Co-infection par lymphogranulome vénérum et hémophilus parainfluenzae lors d’un épisode de proctitite | Gastroenterología y hépatología (édition anglaise)

La maladie anorectale est une conclusion commune chez les hommes qui ont des relations sexuelles avec des hommes (MSM). Les causes les plus courantes ont tendance à être des infections liées au VIH ou non liées au VIH. Ces causes incluent des lésions causées par le virus de l’herpès, Treponema pallidum, Neisseria gonorrhoeae (N. gonorrhoeae), Chlamydia trachomatis (C. trachomatis), Shigella spp. et des infections protozoaires. Invasive C. Trachomatis Genotypes (L1-L3) Cause Lymphogranuloma Venerérum (LGV), qui était considérée comme une conclusion rare dans les pays développés.1 Cependant, depuis 2003, de nombreux cas ont été rapportés en Europe et aux États-Unis, principalement chez HSH. , avec les principales infections manifestées, y compris la proctitite2 associée à la circulation de la variante L2B. Le diagnostic s’est amélioré grâce à l’utilisation de techniques moléculaires sur des échantillons directs et de génotypage de génovars producteurs de LGV. Le traitement de LGV n’est pas complètement normalisé car la doxycycline ou l’azithromycine peut être utilisé avec des doses variables et une durée de thérapie. Ce document examine une cause inhabituelle de proctitiste due à la co-infection par C. trachomatis et hémophilus parainfluenzae (H. parainfluenzae).

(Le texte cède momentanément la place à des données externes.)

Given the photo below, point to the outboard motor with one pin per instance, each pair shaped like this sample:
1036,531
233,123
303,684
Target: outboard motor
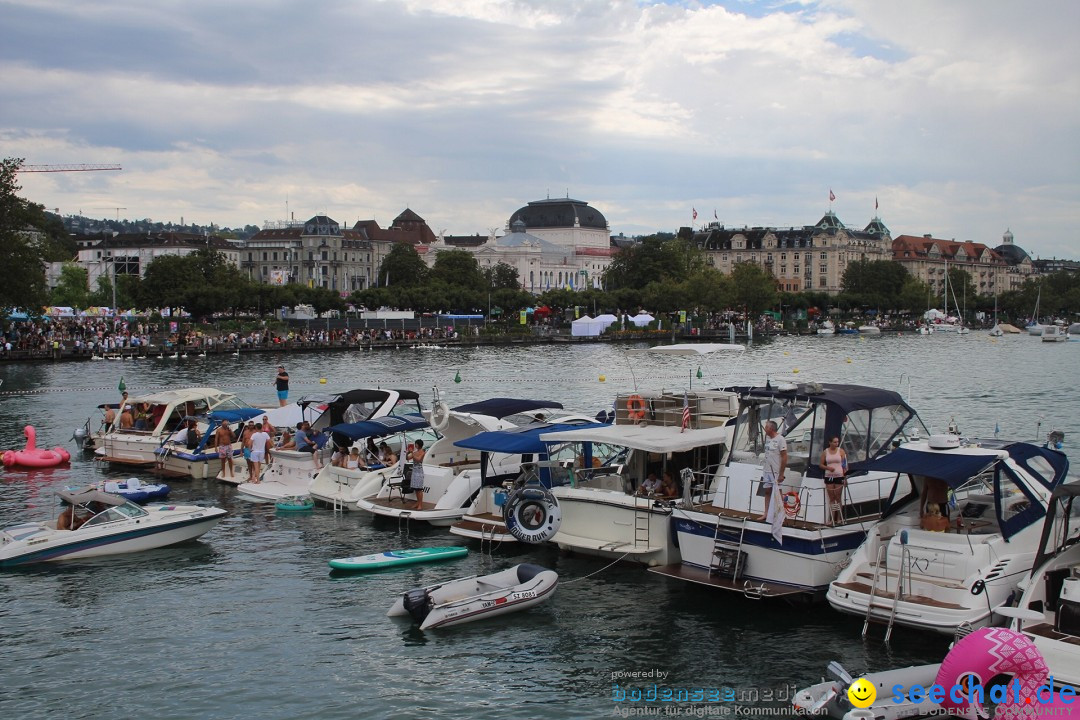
418,603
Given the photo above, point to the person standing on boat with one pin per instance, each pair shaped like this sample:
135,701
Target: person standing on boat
772,476
834,462
282,382
416,483
260,452
223,437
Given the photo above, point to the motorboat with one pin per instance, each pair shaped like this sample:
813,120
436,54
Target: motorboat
540,465
607,510
291,472
917,567
104,525
469,599
1049,610
339,487
164,413
1054,334
450,476
724,543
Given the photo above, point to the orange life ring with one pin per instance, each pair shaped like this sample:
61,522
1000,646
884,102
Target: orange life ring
792,503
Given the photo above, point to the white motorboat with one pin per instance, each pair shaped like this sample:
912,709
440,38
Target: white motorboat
541,464
450,477
960,572
1054,334
605,511
291,473
104,525
342,487
474,598
164,413
723,542
1049,610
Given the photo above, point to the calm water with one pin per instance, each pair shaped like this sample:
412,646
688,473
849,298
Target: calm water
247,622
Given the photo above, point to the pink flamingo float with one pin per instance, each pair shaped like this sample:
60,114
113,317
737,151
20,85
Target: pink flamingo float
993,651
31,456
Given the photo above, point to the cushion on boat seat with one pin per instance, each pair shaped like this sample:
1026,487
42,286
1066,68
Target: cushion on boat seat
527,571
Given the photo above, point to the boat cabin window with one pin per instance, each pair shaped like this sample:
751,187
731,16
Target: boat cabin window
109,515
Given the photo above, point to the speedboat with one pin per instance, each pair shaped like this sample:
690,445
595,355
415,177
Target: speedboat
104,525
606,511
450,477
474,598
541,465
723,542
165,412
340,488
291,473
920,570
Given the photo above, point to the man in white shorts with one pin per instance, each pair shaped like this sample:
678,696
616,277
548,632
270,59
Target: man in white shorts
260,452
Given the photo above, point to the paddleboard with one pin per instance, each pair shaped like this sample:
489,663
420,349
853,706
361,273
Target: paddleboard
391,558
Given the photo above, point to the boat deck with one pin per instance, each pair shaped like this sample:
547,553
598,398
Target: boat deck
788,522
702,576
1047,630
885,595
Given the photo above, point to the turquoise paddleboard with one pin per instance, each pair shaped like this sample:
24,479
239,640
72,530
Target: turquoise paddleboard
391,558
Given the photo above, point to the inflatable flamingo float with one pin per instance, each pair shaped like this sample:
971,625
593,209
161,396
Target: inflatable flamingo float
34,457
993,651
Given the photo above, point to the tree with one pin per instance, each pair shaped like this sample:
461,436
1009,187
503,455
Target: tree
402,267
755,289
72,288
24,277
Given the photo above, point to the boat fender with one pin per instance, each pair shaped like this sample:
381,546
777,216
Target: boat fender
417,602
532,515
440,416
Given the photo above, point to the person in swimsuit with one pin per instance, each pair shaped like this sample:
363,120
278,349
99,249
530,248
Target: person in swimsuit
417,481
834,462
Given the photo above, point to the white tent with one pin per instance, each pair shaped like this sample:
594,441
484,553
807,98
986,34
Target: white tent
585,327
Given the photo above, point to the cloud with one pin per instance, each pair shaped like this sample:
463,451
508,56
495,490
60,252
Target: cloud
960,118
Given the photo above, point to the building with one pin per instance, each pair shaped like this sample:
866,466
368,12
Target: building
552,243
130,254
991,271
316,253
800,258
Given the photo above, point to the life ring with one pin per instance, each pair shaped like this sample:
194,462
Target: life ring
440,416
792,503
532,515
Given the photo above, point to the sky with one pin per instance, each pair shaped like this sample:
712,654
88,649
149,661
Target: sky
959,118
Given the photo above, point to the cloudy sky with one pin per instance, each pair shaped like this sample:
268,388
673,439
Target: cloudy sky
960,117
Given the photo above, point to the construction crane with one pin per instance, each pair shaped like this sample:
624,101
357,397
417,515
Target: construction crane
65,168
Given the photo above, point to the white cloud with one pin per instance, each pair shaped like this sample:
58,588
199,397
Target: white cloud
960,117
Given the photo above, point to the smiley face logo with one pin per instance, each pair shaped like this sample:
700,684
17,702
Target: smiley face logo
862,693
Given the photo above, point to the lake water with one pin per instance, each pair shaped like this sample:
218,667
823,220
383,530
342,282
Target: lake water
247,622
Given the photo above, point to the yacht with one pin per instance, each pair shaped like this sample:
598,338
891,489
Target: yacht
961,571
166,412
723,542
451,474
342,487
289,473
606,510
112,526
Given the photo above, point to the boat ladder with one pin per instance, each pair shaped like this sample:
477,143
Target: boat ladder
642,521
727,554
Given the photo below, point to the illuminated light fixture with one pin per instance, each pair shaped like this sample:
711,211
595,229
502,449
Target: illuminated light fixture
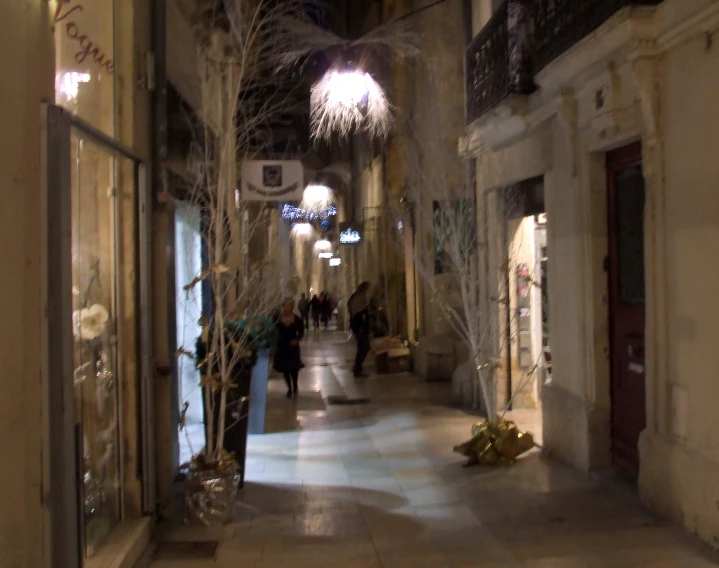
302,231
350,236
346,100
69,83
316,197
323,246
293,213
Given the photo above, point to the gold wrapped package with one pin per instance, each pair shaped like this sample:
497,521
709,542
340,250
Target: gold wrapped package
495,443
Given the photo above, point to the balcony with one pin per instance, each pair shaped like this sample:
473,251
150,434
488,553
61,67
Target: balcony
523,37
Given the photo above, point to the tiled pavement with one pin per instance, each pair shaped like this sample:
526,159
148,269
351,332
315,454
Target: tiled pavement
378,486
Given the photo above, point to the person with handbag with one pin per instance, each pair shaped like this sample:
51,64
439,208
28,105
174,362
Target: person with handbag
288,360
357,305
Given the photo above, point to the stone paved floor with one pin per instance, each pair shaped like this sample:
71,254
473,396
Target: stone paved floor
378,486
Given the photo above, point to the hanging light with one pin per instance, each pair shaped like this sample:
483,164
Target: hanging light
302,231
317,197
345,100
323,246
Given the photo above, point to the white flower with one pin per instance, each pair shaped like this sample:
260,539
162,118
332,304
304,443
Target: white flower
89,323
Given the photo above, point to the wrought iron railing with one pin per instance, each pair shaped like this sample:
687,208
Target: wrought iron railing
559,24
521,38
498,62
487,67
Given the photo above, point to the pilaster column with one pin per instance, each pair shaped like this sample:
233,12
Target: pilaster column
646,77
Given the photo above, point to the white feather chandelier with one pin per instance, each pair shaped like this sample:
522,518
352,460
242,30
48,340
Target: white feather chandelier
317,197
302,231
347,100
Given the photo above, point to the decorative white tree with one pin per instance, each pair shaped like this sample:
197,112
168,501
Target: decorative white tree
440,205
246,89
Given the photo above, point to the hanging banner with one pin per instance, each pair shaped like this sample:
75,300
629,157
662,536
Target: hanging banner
350,233
264,180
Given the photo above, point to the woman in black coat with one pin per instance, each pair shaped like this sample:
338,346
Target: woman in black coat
290,330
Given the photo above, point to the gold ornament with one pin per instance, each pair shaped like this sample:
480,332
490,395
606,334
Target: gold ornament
497,442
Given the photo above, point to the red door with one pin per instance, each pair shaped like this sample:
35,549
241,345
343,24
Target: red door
626,297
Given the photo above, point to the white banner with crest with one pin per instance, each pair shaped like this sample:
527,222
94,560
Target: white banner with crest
266,180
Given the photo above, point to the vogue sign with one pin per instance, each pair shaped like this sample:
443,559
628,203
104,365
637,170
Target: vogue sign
87,48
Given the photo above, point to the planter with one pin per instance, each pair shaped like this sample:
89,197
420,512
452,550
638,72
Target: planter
210,495
258,393
235,440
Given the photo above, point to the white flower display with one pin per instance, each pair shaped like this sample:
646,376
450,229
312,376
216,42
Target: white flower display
90,323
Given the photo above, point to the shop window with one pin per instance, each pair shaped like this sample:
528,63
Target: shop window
94,178
84,60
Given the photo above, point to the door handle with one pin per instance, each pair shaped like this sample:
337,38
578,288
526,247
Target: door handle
634,351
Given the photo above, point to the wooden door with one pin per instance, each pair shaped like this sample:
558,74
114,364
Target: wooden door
627,311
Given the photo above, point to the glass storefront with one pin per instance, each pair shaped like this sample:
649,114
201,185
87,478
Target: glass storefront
103,203
94,258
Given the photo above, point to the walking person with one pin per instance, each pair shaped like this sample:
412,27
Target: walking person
315,308
326,308
357,305
290,330
304,307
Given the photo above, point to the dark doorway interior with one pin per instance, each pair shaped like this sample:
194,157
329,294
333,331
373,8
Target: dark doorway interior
626,196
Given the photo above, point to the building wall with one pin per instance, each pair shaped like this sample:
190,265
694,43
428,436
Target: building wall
26,39
561,132
680,451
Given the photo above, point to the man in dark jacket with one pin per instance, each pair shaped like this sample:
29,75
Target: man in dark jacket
304,306
359,324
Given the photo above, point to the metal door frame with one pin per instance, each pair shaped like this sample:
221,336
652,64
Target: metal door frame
61,478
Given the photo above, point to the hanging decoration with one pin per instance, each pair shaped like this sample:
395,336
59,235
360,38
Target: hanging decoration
322,246
302,231
349,100
317,198
294,213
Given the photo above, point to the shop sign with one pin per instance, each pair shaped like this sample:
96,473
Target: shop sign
272,180
87,47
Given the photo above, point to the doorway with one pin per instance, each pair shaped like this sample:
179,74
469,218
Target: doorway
526,323
188,307
626,196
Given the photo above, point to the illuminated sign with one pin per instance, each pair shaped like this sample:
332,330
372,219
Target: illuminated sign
350,236
293,213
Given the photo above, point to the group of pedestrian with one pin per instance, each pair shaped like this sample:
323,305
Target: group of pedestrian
291,330
320,307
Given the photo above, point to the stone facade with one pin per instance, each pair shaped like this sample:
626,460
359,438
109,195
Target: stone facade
646,74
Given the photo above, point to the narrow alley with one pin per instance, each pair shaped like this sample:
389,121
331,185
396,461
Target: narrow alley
377,484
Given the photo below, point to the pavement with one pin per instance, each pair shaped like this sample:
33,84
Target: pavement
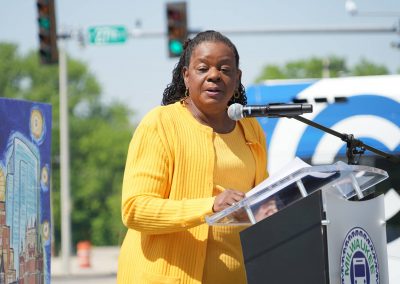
104,263
102,270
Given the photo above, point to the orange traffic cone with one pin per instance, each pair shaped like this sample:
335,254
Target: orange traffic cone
83,252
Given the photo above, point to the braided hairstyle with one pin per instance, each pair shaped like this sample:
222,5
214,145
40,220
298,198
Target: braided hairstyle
175,91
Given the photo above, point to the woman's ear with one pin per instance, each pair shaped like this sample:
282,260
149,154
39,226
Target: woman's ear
185,75
239,77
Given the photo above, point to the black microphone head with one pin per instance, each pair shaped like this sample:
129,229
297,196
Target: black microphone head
235,111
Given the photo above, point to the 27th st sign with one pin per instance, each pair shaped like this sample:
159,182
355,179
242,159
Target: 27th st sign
101,35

Le patient est un homme de 34 ans qui a des relations sexuelles non protégées avec d’autres Hommes. Le patient a des antécédents d’hépatite B aiguë de 2013 et a maintenant atteint la séroconversion (HBsAg négatif, HBSab positif) avec une syphilis secondaire. Il n’est pas infecté par le VIH. Il est un utilisateur régulier de cocaïne, des nitrates inhalées, de la vitesse et des dérivés d’acide lysergique. Il a un chat, un boa constrictor et 12 rats, qui ne reçoivent pas de bilans de santé vétérinaires. Le patient a assisté au service d’urgence après la souffrance de Proctalgie sévère pendant 2 jours, accompagnée de constipation, épisode auto-limitée de saignement rectale et de fièvre de 38 ° C sans source apparente. Il y a une semaine, il a extrait manuellement des selles de son rectum (auto-dénouement). Un ulcère rectal non spécifique avec des bords surélevés a été observé sur la coloscopie avec une dépression centrale et une base fibrineuse (Fig. 1). Des biopsies ont été prises pour examen. Le patient était une réaction de la chaîne polymérase (PCR) positive pour les génotypes liés à LGV dans les tests de laboratoire. PCR allèle-spécifique ultérieur sur la base de 3 aa (9 pb) entre les positions de suppression L2 591-592 et séquençage du gène PMPH a déterminé que la souche appartient à la genotype3 L2 invasive comme il a montré la mutation P159L spécifique. La croissance de H. parainfluenzae a été observée dans les médias de la culture. Un test électronique a été effectué pour tester la susceptibilité antimicrobienne; C’était susceptible de triméthoprimim / sulfaméthoxazole (micro 0,19 mg / L), ampicilline (micro), acide amoxicilline-clavulanique (micro: 0,38 mg / l), céfixime (MIC:

MG / L / L ), Lévofloxacine (MIC: 0.064MG / L), tétracycline (MIC: 0,047 mg / L) et azithromycine (MIC: 3 mg / L). Enfin, Doxycycline 100 mg / 12h a été prescrit pendant 21 jours. Le patient est asymptomatique depuis.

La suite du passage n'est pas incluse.